À travers dix présentations issues de différentes approches disciplinaires (anthropologie, sociologie, histoire, études religieuses, philosophie), les participants ont mené des réflexions comparatives, explorant ainsi deux mondes qui abritent depuis fort longtemps une diversité religieuse dont les marqueurs d’identification et d’appartenance sont fortement délimités par les pratiques alimentaires, faisant ainsi écho à la célèbre maxime d’Anthelme Brillat-Savarin : « Dis-moi ce que tu manges, je te dirai qui tu es ». Pour en rendre compte, plusieurs axes thématiques ont été établis pour discuter de ces phénomènes : le manger ensemble, les discours sur l’alimentation, les tabous carnés et les nourritures spirituelles et matérielles.

L’art du manger ensemble

À partir d’un terrain réalisé dans le sud de l’Italie pendant la Semaine sainte qui, au cours d’une procession, montrait un misteri intitulé « Dalla Cena Ebraïca all’ultima Cena », Claudine Vassas (CNRS) analyse la manière dont le rite suggère, au moyen d’un repas dédoublé, le passage de la Pâque juive à la Pâque chrétienne.

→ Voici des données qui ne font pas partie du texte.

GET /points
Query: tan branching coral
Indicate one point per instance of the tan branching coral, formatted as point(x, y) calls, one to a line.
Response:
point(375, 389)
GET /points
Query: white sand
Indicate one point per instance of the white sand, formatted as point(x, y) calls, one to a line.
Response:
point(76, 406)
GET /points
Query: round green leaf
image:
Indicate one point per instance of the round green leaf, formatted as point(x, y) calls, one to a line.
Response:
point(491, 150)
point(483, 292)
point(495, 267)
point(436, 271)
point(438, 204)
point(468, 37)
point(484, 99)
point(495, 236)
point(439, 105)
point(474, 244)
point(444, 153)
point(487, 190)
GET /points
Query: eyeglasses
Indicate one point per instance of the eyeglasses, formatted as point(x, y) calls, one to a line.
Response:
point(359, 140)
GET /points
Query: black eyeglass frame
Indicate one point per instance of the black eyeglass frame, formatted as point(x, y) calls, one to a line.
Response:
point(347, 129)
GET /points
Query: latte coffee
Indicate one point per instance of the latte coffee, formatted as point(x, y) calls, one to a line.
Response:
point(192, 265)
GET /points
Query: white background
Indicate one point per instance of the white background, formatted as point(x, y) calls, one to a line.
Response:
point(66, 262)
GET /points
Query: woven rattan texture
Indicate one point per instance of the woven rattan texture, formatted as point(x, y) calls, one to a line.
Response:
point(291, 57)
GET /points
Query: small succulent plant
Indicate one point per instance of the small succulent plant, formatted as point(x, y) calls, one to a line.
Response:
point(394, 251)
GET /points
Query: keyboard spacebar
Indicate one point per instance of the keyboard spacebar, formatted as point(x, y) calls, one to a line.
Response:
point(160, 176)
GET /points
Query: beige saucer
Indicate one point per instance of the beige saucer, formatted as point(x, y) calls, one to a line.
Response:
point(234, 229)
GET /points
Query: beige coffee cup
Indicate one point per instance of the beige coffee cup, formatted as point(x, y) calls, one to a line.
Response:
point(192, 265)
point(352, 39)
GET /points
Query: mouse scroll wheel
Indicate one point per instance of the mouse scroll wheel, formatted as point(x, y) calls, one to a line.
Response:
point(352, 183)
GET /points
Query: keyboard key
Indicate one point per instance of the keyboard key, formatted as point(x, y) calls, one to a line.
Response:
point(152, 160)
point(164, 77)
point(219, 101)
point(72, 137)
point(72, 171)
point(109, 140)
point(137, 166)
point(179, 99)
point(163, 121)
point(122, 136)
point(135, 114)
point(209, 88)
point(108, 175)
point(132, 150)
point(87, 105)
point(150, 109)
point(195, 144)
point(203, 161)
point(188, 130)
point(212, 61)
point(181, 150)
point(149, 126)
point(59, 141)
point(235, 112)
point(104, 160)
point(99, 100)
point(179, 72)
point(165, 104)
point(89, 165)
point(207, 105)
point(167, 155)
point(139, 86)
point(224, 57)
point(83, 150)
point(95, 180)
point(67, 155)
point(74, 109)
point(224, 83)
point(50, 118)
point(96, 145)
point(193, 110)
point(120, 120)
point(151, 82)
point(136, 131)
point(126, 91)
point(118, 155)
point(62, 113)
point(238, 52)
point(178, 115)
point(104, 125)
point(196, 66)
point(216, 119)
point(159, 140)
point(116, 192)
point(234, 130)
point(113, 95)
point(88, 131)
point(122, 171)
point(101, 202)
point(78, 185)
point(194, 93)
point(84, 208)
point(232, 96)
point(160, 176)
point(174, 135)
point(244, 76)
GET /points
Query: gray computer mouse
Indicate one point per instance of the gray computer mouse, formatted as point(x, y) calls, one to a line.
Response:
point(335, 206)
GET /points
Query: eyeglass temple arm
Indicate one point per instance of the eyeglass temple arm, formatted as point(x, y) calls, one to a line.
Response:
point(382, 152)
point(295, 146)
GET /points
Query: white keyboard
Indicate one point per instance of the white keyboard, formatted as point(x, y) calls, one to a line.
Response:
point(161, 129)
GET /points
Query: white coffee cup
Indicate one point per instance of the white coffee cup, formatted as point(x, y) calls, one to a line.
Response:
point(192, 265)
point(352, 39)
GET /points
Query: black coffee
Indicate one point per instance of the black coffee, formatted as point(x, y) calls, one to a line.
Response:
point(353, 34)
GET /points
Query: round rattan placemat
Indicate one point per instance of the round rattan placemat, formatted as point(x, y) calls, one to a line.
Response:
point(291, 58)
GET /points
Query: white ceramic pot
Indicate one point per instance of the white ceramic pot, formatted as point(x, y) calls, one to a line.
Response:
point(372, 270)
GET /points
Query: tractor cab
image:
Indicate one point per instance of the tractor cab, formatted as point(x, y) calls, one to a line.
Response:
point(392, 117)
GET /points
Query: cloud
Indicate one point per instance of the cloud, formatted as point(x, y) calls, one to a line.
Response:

Ce moment fondateur, que les Évangiles situent la veille de la mort du Christ et nomment « le dernier repas », a par ailleurs été amplement représenté par la peinture et a suscité bien des controverses au XVIe siècle. Ainsi Véronèse fut poursuivi par l’Inquisition pour avoir représenté dans son Ultima cena un repas plus juif que chrétien. L’objet du débat résidait dans la présence de viande d’agneau sur la table. Or ce dernier est la nourriture emblématique des Juifs avec lesquels il faut rompre en ce jour. Mettant en perspective l’agneau et le cochon et leur consommation rituelle à Pâques, Claudine Vassas montre comment, en choisissant explicitement le cochon comme marque sensible de cette coupure, les chrétiens, en renouant après un long Carême, réitèrent le passage de l’Ancienne à la Nouvelle Loi et affirment par là leur identité.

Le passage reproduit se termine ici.